The Scottish Cities Alliance (SCA), a Scottish Government-backed collaboration to win global investment to the country's seven cities, is refusing to say what funds it has won in the three years since its launch.

The SCA, administered by the public-private Scottish Council for Development and Industry (SCDI), has showcased Scottish projects with the potential for investment, including the Dundee Waterfront and Glasgow's City Science project, at commercial property trade fairs in Scotland, London and Cannes in France.

But repeated requests from the Sunday Herald for an update on the amount of inward investment the alliance has raised have been stonewalled, prompting a request for the information under freedom of information legislation.

One of Scotland's most senior commercial property experts, Peter Muir, Glasgow-based director of the commercial real estate company Colliers International, said: "If the SCA is receiving public funding I think they should by now be ­providing some facts and figures.

"Any project that will help to deliver regeneration and investment is to be welcomed, and three years is enough time for the project to have bedded down and to have borne some fruit. It is disappointing that they are not prepared to release that information."

Gavin Brown MSP, Scottish Conservative finance spokesman, said the SCA ought now to be in a position to reveal a total figure of investment secured. He said: "I accept that there might be various commercial sensitivities [about releasing information on specific projects]. However, at the aggregate level they must be able to tell us something."

He added: "The SCA principle is a good one: that the seven cities would work together as one team.
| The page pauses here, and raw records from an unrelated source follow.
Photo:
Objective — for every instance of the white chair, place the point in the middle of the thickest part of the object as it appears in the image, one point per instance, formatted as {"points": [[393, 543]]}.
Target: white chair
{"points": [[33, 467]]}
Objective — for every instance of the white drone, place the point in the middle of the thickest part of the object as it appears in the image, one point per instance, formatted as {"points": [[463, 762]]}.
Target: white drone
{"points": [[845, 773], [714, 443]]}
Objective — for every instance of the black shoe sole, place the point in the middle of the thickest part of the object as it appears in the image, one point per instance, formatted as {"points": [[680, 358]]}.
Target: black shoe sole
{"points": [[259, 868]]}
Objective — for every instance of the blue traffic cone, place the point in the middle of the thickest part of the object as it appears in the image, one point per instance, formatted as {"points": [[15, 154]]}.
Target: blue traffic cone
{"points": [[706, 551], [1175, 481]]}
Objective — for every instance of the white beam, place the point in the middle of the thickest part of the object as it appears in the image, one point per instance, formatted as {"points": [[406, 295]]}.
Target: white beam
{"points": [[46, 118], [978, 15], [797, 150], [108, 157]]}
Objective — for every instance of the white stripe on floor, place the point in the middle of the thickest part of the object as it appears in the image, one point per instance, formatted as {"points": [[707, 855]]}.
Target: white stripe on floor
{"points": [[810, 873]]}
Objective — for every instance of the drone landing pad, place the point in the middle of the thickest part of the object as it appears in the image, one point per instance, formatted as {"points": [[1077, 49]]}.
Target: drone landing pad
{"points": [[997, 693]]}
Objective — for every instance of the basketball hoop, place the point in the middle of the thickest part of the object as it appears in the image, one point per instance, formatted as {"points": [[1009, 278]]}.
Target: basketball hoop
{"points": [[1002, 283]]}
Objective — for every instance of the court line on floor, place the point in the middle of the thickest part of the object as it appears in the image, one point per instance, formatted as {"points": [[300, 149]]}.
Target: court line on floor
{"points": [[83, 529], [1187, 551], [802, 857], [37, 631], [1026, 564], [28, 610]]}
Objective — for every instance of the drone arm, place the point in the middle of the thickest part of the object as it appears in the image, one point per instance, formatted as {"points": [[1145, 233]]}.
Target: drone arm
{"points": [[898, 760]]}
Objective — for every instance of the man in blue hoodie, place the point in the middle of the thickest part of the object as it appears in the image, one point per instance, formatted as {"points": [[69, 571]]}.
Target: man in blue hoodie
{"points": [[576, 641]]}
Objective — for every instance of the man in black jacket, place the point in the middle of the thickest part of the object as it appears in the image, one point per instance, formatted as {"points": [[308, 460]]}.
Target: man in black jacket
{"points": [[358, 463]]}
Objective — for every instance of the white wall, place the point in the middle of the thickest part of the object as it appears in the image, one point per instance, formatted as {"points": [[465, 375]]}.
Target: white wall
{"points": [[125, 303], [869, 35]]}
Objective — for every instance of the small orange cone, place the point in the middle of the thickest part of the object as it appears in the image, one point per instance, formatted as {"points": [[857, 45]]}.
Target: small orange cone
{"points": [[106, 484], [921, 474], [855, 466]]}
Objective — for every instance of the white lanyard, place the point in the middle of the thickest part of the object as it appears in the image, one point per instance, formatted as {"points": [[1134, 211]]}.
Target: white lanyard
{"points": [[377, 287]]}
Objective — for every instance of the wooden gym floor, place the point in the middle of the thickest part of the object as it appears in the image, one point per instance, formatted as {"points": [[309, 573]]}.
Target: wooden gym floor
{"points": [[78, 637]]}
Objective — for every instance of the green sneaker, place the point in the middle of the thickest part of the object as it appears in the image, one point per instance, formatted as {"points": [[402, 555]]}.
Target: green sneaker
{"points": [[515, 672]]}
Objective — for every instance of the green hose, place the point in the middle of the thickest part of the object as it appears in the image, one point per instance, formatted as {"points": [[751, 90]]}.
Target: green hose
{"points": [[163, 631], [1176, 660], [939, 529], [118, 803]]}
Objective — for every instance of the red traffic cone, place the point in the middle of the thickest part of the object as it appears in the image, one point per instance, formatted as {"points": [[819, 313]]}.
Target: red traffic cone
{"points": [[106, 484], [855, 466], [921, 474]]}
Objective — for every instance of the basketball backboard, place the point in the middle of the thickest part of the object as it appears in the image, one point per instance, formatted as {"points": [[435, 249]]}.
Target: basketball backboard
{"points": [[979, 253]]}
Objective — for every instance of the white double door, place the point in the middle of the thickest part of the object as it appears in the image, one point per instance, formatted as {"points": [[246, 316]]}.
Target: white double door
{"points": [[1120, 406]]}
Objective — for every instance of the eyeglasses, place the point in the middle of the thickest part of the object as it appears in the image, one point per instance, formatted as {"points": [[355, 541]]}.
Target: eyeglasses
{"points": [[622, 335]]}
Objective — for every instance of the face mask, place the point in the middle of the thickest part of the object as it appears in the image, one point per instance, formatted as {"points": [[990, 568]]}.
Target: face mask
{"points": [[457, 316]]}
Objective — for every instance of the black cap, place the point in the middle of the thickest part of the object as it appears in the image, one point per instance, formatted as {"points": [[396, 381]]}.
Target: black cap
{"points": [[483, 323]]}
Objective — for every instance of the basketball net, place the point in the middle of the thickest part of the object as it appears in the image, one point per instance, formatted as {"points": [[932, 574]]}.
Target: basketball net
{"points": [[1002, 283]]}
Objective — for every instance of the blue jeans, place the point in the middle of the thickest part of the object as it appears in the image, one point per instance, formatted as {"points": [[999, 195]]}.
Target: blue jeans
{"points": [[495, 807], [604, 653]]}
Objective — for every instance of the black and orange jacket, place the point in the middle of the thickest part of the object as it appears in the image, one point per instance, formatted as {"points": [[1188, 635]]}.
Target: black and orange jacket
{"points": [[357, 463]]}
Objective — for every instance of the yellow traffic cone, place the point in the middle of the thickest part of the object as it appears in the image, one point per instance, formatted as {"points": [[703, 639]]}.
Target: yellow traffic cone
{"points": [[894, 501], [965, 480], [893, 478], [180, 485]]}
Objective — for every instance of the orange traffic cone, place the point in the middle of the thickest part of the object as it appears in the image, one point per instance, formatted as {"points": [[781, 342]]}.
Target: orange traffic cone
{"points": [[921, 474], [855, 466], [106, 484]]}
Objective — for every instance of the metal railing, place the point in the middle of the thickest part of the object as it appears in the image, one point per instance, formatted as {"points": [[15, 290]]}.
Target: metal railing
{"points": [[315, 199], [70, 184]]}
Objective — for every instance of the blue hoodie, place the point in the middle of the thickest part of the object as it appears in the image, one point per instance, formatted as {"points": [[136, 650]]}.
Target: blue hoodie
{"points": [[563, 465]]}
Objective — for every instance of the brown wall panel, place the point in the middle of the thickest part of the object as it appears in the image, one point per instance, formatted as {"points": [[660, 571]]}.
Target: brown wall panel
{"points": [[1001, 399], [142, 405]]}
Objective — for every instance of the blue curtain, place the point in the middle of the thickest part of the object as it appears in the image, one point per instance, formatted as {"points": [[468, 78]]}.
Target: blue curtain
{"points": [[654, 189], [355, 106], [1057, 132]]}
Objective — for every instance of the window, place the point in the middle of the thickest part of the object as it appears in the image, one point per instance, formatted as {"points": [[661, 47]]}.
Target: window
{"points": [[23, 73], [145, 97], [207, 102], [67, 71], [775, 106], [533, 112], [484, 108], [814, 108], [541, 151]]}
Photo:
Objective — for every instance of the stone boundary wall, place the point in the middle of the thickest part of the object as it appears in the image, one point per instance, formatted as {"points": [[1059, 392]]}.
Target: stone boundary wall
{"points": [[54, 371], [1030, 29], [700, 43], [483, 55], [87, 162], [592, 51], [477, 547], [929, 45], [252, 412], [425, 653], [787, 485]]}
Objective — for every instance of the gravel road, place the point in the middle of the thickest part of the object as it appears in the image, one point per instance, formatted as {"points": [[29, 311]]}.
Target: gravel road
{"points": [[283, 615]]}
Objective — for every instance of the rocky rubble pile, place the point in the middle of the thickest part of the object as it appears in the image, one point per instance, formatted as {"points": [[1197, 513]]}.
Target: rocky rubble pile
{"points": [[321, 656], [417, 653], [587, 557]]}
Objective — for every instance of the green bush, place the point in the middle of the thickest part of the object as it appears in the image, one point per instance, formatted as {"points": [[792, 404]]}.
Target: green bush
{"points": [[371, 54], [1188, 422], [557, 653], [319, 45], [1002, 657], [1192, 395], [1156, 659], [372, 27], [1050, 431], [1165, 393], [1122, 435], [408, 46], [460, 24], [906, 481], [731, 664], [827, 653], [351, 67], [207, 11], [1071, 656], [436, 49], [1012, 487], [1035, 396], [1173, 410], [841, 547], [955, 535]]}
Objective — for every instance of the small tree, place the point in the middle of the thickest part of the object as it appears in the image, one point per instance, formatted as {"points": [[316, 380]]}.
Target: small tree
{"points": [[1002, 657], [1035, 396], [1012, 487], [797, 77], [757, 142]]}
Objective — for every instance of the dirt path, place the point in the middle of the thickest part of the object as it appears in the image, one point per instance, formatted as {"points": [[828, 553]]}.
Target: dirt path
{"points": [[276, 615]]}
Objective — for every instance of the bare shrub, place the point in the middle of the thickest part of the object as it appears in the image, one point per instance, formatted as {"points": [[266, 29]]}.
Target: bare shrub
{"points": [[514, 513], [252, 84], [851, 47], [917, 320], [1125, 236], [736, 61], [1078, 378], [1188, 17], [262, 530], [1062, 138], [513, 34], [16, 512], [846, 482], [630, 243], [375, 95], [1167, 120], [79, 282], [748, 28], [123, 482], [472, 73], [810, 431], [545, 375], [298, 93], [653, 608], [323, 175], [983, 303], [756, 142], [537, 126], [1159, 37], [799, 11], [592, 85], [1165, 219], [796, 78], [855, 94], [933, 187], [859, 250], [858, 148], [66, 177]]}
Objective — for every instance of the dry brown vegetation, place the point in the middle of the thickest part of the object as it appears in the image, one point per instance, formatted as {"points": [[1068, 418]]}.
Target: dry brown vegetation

But we have seen a lack of activity particularly from [Cities Minister] Nicola Sturgeon who personally has not driven it in a way that it should be driven.

"There are no doubt investments going on, but are any of these investments that would have happened anyway without the alliance? The question is: what has been the added value?"

James Kelly MSP, Labour's spokesman for cities, said: "It is difficult to see that the group has produced anything that is going to deliver tangible benefits.

"If you look at some of the English cities, they are already on to the second edition of the City Deal. We need to balance power between Holyrood and the cities, and get a strategy that delivers economic growth, connectivity and proper jobs."

The £7 million Scottish Cities Alliance was established in December 2011 as a partnership between the Scottish Government and the cities of Aberdeen, Dundee, Edinburgh, Glasgow, Inverness, Perth and Stirling. Its stated aim was to maximise investment, stimulate economic ­activity and create jobs.

Last month, the alliance produced its first investment prospectus: a lavishly illustrated 36-page booklet detailing £10 billion worth of investment opportunities. This came ahead of the MIPIM investment fair in London, billed as the ultimate ­"property marketplace" and attended by council officials from the seven cities.

An official from Edinburgh City Council told the Sunday Herald that as a result of visiting the SCA stand at the MIPIM event, one potential investor had arranged to visit Edinburgh with a view to investing in a property scheme. But he declined to give more details.

And SCA policy executive Iain McCreaddie said: "They [the SCA's investment team] feel they have answered the questions … We don't really have anything more to say."

Some 14 officials from SCA local authorities attended the three-day MIPIM fair in Cannes in March this year at a cost of £277,000.

In January, the SCA appointed a new chief executive, Stewart Carruth, currently deputy chief executive of Stirling Council. His appointment was presented as a sign that the project was moving into "the delivery phase" after two years of "framework building".

The Sunday Herald this week tried to speak to the SCA to gain more detail, without success. As these pages went to press, Carruth contacted the newspaper to offer an interview at a later date.